It’s Happening: Climate Change Has Submerged 5 Pacific Islands in Recent Decades
Apple| | By Jason Owen
For many, the effects of man-made climate change will take several decades to manifest, but for some, those life-changing events are already occurring. A new study, published in Environmental Research Letters, shows that five of the Solomon Islands, an archipelago Northeast of Australia, have completely been swallowed up by the Pacific Ocean. The islands have slowly submerged beneath the ocean over the past seven decades, which may sound like a long time, but it’s the recent unnatural changes that have scientists alarmed.

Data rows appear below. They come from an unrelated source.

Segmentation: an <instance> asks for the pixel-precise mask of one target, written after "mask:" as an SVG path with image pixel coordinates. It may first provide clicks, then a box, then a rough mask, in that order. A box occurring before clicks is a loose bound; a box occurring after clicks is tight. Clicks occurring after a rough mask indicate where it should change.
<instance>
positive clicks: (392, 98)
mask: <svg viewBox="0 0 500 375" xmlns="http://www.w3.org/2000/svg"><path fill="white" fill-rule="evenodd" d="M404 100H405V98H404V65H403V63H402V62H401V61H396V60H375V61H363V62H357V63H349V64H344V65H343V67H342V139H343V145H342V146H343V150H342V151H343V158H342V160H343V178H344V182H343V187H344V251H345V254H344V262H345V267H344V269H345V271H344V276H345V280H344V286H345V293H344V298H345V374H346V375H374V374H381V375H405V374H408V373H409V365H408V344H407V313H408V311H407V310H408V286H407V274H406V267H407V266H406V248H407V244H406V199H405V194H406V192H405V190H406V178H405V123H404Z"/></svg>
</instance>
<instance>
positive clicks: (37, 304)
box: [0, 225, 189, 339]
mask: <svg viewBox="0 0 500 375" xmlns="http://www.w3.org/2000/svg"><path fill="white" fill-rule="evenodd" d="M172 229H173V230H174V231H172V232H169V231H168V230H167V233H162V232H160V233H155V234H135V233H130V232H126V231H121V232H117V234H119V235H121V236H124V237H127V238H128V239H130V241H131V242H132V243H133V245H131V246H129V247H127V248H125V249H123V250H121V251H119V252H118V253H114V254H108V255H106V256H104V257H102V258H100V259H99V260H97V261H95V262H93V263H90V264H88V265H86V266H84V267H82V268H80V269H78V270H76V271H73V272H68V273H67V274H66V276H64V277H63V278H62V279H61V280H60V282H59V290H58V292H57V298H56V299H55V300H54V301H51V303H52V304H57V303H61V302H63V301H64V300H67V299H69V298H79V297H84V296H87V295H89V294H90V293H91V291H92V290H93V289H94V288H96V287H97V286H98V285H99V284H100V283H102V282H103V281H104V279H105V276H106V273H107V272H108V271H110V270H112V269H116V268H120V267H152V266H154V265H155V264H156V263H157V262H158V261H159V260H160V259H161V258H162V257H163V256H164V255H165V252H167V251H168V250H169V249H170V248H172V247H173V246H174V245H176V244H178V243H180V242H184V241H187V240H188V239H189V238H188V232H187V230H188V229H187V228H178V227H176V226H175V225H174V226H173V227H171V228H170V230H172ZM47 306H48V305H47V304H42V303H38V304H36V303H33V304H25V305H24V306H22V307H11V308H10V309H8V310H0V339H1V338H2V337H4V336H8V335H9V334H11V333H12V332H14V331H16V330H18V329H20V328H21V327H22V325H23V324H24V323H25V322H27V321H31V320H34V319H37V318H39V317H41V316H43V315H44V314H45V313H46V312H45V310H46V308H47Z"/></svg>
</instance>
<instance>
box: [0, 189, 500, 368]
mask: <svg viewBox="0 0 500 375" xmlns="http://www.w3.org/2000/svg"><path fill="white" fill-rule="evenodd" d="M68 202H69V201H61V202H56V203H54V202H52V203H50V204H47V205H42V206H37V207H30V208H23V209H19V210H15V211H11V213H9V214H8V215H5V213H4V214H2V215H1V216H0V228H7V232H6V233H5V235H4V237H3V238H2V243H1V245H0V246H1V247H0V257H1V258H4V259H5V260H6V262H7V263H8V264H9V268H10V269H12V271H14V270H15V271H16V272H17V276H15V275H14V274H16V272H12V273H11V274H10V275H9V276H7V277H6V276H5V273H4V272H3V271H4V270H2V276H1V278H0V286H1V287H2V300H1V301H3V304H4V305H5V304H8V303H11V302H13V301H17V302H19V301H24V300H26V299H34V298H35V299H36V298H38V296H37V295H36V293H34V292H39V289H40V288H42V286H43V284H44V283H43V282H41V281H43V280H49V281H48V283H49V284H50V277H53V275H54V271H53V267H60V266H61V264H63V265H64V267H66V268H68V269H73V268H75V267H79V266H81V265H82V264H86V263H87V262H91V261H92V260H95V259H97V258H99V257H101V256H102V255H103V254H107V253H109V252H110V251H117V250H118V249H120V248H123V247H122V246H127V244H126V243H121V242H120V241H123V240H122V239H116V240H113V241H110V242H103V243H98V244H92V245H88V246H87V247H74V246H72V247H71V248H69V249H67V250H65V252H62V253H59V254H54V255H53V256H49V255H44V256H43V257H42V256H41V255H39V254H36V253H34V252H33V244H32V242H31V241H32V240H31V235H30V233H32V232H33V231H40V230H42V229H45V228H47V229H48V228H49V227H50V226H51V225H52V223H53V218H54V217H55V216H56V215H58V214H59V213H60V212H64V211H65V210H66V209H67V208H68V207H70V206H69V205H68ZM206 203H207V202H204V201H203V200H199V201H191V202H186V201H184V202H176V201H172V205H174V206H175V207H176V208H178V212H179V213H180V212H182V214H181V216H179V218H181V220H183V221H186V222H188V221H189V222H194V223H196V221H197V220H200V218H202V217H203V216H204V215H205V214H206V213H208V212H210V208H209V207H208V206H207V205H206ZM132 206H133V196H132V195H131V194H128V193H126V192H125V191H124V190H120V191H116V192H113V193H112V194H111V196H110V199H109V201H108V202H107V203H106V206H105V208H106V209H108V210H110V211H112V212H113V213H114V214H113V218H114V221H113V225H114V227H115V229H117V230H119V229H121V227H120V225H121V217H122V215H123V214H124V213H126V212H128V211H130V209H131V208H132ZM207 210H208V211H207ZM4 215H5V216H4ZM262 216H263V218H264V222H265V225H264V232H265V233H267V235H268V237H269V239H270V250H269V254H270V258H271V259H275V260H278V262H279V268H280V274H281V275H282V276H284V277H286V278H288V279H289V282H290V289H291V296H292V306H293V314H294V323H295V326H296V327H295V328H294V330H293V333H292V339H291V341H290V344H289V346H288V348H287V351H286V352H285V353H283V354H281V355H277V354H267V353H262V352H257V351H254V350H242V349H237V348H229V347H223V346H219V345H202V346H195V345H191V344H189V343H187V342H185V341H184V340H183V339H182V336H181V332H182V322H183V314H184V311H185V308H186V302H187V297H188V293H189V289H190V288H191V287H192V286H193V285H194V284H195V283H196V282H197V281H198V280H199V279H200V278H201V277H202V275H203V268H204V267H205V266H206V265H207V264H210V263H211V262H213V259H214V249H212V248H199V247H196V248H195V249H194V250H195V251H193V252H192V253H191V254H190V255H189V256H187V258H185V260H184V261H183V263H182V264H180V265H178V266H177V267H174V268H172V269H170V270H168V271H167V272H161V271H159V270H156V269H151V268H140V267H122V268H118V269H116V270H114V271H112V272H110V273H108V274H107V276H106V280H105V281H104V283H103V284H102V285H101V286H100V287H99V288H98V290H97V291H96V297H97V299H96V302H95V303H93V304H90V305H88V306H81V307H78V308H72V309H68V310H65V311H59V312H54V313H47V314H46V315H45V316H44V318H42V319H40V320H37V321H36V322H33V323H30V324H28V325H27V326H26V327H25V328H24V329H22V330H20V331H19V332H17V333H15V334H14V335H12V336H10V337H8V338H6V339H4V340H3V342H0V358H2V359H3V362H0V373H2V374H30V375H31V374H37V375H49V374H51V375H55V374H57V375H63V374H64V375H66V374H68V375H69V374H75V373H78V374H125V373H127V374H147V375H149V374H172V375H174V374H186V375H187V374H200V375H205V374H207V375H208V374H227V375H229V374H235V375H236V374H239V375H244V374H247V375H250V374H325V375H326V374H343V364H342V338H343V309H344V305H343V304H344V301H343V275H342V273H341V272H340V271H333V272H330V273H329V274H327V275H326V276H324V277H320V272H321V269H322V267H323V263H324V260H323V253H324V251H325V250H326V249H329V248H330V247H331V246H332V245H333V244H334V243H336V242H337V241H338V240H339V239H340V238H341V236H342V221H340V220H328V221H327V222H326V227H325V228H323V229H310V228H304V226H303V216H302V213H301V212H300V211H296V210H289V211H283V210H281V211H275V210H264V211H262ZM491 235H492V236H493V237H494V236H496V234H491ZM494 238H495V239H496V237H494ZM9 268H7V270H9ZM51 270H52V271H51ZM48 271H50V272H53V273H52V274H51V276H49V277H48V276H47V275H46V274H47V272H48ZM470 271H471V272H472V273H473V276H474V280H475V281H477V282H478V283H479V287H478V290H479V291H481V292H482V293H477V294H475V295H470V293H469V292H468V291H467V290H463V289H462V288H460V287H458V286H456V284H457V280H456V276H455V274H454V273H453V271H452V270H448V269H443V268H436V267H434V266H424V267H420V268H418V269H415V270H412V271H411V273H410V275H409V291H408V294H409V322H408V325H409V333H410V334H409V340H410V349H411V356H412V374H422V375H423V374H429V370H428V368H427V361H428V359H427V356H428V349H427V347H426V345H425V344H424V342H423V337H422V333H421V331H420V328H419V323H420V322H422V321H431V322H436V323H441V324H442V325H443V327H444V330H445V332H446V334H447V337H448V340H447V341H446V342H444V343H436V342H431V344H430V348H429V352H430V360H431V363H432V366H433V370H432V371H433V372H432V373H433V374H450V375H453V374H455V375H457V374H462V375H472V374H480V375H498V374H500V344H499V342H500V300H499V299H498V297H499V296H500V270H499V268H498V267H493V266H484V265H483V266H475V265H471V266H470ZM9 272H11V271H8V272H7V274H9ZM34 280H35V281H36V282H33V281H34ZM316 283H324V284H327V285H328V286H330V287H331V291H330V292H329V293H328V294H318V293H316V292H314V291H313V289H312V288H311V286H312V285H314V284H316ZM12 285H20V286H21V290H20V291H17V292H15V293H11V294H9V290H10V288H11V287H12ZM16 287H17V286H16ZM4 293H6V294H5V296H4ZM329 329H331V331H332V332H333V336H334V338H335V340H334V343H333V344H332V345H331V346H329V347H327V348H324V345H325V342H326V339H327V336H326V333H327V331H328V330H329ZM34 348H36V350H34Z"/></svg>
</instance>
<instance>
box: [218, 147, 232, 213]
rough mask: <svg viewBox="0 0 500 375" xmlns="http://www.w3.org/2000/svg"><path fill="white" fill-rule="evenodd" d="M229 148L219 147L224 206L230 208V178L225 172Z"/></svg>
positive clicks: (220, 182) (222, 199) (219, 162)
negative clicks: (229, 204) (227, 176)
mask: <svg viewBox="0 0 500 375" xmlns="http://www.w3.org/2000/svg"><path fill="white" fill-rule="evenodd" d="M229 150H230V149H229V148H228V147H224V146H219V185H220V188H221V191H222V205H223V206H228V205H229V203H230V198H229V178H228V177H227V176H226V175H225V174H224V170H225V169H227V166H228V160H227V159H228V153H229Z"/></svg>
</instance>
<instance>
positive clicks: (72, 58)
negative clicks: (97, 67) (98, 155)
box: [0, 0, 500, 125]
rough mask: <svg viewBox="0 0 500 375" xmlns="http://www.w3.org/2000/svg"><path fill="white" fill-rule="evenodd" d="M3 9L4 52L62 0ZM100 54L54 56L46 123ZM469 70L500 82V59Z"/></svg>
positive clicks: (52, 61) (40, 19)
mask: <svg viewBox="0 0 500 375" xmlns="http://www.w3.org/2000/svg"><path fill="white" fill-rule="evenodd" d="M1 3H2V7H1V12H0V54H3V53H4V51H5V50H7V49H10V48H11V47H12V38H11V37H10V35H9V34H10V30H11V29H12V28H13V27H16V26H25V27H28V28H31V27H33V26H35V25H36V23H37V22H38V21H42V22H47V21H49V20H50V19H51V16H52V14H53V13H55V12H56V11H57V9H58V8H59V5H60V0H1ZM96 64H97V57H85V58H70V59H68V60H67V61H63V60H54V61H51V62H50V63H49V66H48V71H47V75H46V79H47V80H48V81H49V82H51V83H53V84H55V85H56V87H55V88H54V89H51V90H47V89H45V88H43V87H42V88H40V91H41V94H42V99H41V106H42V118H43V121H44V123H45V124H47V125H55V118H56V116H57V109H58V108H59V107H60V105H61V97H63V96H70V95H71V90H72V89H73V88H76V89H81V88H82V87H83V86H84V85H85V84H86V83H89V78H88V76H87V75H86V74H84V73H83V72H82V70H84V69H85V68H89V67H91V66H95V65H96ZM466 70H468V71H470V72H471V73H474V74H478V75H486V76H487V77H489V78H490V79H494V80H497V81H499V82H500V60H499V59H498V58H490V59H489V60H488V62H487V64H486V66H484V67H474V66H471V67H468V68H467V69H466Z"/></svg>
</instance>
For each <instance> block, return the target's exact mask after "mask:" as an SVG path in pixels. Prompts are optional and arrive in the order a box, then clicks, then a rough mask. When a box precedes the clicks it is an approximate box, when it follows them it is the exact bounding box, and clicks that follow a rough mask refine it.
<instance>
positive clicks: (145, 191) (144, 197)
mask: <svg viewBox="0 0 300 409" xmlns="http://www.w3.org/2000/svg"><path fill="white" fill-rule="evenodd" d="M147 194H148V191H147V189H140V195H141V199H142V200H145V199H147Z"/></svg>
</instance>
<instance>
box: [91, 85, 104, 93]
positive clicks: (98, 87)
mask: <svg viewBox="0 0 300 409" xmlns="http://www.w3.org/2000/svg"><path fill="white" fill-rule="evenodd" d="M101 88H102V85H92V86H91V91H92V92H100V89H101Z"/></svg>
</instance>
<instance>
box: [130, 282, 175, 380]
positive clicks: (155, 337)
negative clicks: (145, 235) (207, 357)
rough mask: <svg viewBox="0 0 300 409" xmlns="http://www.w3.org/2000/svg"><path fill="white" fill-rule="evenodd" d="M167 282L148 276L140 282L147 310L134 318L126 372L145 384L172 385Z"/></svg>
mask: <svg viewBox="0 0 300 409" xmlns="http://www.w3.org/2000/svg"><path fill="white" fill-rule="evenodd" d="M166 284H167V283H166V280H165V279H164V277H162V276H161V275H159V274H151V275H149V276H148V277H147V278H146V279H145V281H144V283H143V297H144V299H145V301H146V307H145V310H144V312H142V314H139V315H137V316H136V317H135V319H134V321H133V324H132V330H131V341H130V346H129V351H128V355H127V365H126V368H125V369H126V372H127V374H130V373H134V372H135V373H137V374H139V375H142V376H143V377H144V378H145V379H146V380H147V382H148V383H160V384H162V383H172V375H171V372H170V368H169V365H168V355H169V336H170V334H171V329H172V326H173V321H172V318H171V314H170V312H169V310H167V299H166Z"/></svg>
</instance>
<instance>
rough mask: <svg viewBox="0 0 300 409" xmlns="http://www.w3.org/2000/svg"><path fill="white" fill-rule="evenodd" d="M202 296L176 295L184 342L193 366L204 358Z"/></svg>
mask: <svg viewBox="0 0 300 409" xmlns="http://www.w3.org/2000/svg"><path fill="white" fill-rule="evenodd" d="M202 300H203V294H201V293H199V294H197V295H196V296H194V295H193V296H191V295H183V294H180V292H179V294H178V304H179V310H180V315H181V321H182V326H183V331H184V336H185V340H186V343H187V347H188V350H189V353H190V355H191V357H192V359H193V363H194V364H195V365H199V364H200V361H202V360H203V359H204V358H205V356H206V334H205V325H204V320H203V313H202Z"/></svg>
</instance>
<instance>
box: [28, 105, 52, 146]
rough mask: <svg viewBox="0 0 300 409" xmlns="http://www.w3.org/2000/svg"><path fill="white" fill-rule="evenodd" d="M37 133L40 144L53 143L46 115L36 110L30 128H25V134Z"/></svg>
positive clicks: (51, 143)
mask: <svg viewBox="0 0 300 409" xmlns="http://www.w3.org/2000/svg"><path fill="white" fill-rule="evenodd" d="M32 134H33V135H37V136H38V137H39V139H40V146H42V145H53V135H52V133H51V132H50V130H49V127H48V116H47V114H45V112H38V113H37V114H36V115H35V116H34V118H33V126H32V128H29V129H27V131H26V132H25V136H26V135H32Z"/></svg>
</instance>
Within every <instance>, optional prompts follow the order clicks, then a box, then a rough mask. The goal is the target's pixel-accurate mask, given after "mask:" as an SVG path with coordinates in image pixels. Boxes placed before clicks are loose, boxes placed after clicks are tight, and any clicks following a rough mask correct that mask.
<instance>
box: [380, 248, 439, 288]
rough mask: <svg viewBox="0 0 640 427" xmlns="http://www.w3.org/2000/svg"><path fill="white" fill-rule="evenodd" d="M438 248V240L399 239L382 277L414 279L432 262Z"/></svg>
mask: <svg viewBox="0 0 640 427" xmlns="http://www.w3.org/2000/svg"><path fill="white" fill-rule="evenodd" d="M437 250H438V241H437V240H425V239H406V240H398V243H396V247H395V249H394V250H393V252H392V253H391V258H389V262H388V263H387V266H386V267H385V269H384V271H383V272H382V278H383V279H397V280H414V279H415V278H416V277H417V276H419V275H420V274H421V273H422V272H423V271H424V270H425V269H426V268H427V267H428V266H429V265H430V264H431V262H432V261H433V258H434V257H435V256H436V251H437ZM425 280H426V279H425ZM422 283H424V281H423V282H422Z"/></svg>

The study was conducted by a group of Australian researchers who compared aerial and satellite imagery of 33 islands from 1947 to 2014. Scientists found that over the past 20 years, sea levels in the archipelago have risen at a rate of seven to 10 mm (.28 to .39 inches) annually, three times the global average, CNN reported. The rising sea levels are also a result of the intensification of trade winds, which scientists believe are also caused by global warming. As CNN wrote, “The study is the first scientific confirmation of what residents in the Pacific have been saying for years — their islands are disappearing.” Simon Albert, the study’s lead author from the University of Queensland, told CNN: “The human element of this is alarming. Working alongside people on the frontline who have lost their family home – that they’ve had for four to five generations – it’s quite alarming.” Along with the five islands that are now submerged under the ocean, an additional six islands have lost at least 20 percent of their surface area and have forced communities in the low-lying shoreline regions to relocate their homes. And while the loss of these five islands over seven decades may seem relatively slow to some, the rate at which sea levels will rise is only going to increase as global temperatures continue their upward climb – unless serious consideration is paid to stop global warming on a worldwide scale. To envision what might happen then, the researchers say what’s happening in the Pacific now is a good indicator. “So the Solomon Islands are like a natural laboratory that gives us a good indication of what we can expect globally. What we are seeing there will become the norm,” Albert told CNN. And as the research study says, “Climate change induced sea-level rise is anticipated to be one of the greatest challenges for humanity over the coming century.”